PPI victims handing over £5bn to claims sharks – reclaim £1,000s yourself for free
Opportunistic claims management companies are siphoning off up to a third of compensation cash paid to consumers and have already pocketed around £5 billion from PPI payouts, MPs have warned.
For years we have warned that using claims management companies (CMCs) to reclaim PPI is effectively throwning your money away. Our Reclaim PPI for Free guide shows you how to do it without spending a penny.
This compensation could – and should – have been paid to the victims of mis-selling.
More than 12 million people who've been mis-sold PPI have been paid over £22 billion in compensation since April 2011. However, a report by MPs on the Public Accounts Committee (PAC) published today has identified a new rogue claims industry that has built up around the PPI mis-selling scandal.
In the summary of its report, the PAC says: "We are disappointed that claims management companies have made up to £5 billion from payment protection insurance claims, out of compensation that should have been paid to victims of mis-selling by financial services firms".

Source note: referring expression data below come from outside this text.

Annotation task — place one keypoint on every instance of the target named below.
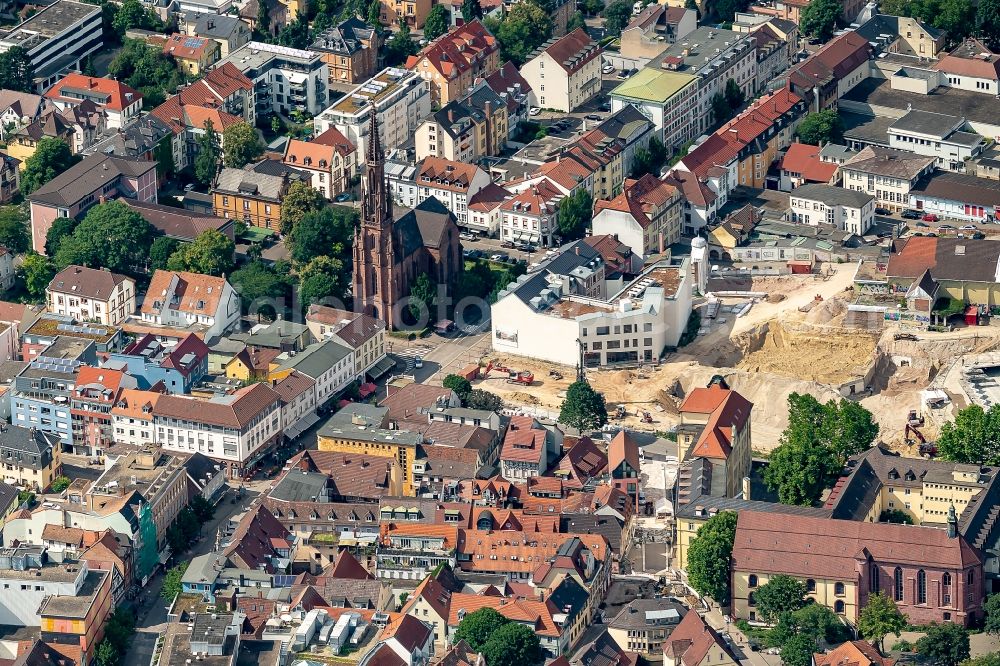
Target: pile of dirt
(827, 311)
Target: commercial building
(451, 63)
(848, 210)
(565, 305)
(90, 294)
(565, 73)
(401, 100)
(95, 179)
(57, 39)
(284, 79)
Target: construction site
(795, 334)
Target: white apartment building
(91, 295)
(543, 315)
(235, 430)
(565, 73)
(191, 301)
(886, 173)
(57, 38)
(285, 79)
(936, 135)
(849, 210)
(401, 101)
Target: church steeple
(376, 207)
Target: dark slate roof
(424, 226)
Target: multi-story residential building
(411, 13)
(565, 301)
(646, 216)
(891, 559)
(451, 63)
(349, 49)
(285, 79)
(29, 458)
(95, 179)
(183, 300)
(532, 215)
(667, 98)
(250, 196)
(95, 393)
(179, 366)
(401, 100)
(41, 393)
(451, 183)
(118, 101)
(849, 210)
(228, 32)
(330, 158)
(91, 294)
(158, 476)
(936, 135)
(57, 39)
(565, 73)
(236, 430)
(329, 363)
(655, 27)
(361, 333)
(886, 173)
(193, 54)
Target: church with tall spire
(391, 253)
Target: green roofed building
(668, 98)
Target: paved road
(151, 611)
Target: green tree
(15, 234)
(206, 162)
(477, 627)
(822, 127)
(60, 229)
(734, 95)
(172, 581)
(320, 279)
(513, 644)
(51, 157)
(616, 16)
(973, 438)
(798, 650)
(575, 214)
(987, 22)
(879, 618)
(945, 644)
(525, 27)
(36, 271)
(241, 145)
(111, 236)
(583, 408)
(160, 251)
(780, 594)
(327, 231)
(436, 23)
(400, 47)
(480, 399)
(709, 554)
(60, 483)
(819, 18)
(211, 253)
(423, 296)
(16, 70)
(460, 385)
(300, 200)
(471, 10)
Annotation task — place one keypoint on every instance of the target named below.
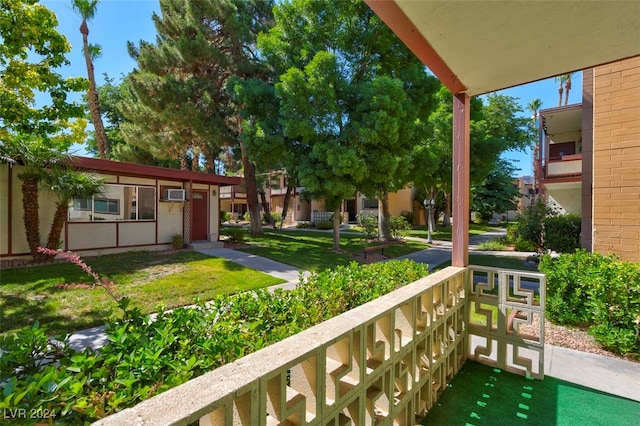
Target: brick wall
(616, 155)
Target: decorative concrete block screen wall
(506, 322)
(384, 363)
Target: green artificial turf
(482, 395)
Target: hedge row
(598, 291)
(146, 357)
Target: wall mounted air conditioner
(175, 195)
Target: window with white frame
(116, 202)
(370, 203)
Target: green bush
(369, 225)
(146, 357)
(409, 216)
(596, 290)
(562, 233)
(235, 235)
(276, 217)
(324, 224)
(399, 227)
(568, 280)
(492, 245)
(527, 233)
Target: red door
(200, 222)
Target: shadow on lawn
(23, 311)
(482, 395)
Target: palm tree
(87, 10)
(561, 79)
(66, 185)
(534, 107)
(36, 158)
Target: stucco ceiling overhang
(476, 47)
(153, 172)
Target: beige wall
(46, 202)
(97, 237)
(616, 154)
(400, 201)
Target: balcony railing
(385, 362)
(566, 165)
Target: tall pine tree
(181, 84)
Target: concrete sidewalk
(606, 374)
(288, 273)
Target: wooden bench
(380, 247)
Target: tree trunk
(336, 227)
(92, 96)
(267, 211)
(285, 205)
(59, 219)
(31, 219)
(446, 221)
(252, 192)
(384, 218)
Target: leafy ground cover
(147, 278)
(313, 250)
(147, 357)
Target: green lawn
(444, 234)
(147, 278)
(313, 250)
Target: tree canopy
(349, 95)
(31, 52)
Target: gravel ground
(577, 339)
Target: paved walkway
(602, 373)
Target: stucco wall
(616, 165)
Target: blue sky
(119, 21)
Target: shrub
(235, 235)
(601, 291)
(568, 280)
(146, 357)
(277, 218)
(399, 227)
(409, 216)
(562, 233)
(369, 225)
(492, 245)
(324, 224)
(177, 242)
(527, 232)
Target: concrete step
(202, 245)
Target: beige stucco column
(460, 202)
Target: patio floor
(482, 395)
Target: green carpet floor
(482, 395)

If you go through a CMC to recoup PPI compensation, the CMC typically takes around a quarter or a third of your payout – but, importantly, you can bag yourself the full amount by instead personally making a complaint to the bank that mis-sold you PPI in the first place.
How do I go about reclaiming PPI myself?
While it's straightforward and free to claim compensation, in 2014/15 80% of complaints to the Financial Ombudsman Service (FOS) about PPI were made through CMCs.
The view of MoneySavingExpert.com is that you should never pay a claims handler as you can easily reclaim £1,000s for free yourself.
Before starting, it's important to check your policy and see if your complaint's valid. The first step is to find out whether you had insurance on your account. Either write or phone the company that sold your loan and ask.
Step two involves checking you were given the correct information about exclusions and whether the policy was optional at the point of sale.
If you feel you were given dodgy information you should then write to or phone the company that sold the policy and ask for a refund.
If you don't receive a satisfactory response you can then consider contacting the FOS for free, which resolves disputes between consumers and financial firms – although the Public Accounts Committee has raised concerns about the service's backlog of cases.
Who's to blame for the rise of CMCs latching on to PPI?
The PAC report states that it's a "failure of the system of regulation and redress" that CMCs have been able to trouser large sums of money off the back of PPI compensation claimants.
It said departments and regulators have been "far too passive" in allowing compensation that could have gone to mis-selling victims instead going to CMCs.
MPs have urged the Financial Conduct Authority (FCA) and the Treasury to do more to find out how much mis-selling is still happening and identify which activities work best to prevent it.
However, while he is certainly no fan of CMCs and urges people to pursue PPI claims themselves, MSE founder Martin Lewis believes the banks that initially mis-sold PPI must shoulder much of the blame for the current state of affairs.
He says: "The biggest questions I get asked are 'how do I know if I had PPI and what do I do if I don't have the paperwork?' In those circumstances banks have made it far too difficult to find out whether they charged you for this product, often making people jump through ridiculous hoops such as data protection enquiries.
"This should have been solved years ago and plays right into the hands of CMCs, because anything that makes the process to find justice difficult runs the risk of scaring people off.
"Of course all the details of how to do it are available free, including on MoneySavingExpert.com, but people get worried about this type of difficult hassle having to invoke the Data Protection Act and it thus drives them into the arms of CMCs."
On the prospect of a PPI deadline, Martin adds: "If we are to have a PPI deadline in future, and that's something I firmly object to, then we have to get rid of some of these hideous barriers and restructure it. The best way would be that everyone who had had PPI would be sent a letter telling them that they have had it and how much and what the process is to then reclaim the money if you believe you were mis-sold."
MPs report says PPI compensation should be paid to the victims of mis-selling, not CMCs
Have CMCs been getting their claws into other areas of financial services?
The PAC believes there are "serious risks" of further mis-selling scandals erupting in the financial services industry.
It has warned that pension freedoms, introduced last year, which give people aged over 55 more choice over how to use their retirement pots, could be a "potential trigger" for future mis-selling on a mass scale.
The committee also highlighted recent upswings in complaints about packaged bank accounts, where consumers generally pay a monthly fee in return for a bundle of products and services included with a current account, as a potential area for concern about mis-selling.
What's the PAC proposing in terms of preventing mis-selling in the first place?
The committee has urged the Financial Conduct Authority to outline what it needs to do to improve the cultures of financial services firms and to report back on how effective this has been in a year's time.
It found a range of causes for products being mis-sold, from incompetent or intimidating sales teams to products that were badly-designed or unsuitable.
Middle managers in financial services firms were often promoted on the basis of sales targets, making it hard to keep the focus on consumers' needs, the PAC's report found.
The FCA should also set out what more it will do to ensure firms check consumers' understanding of products they buy and their rights to claim compensation, the committee said.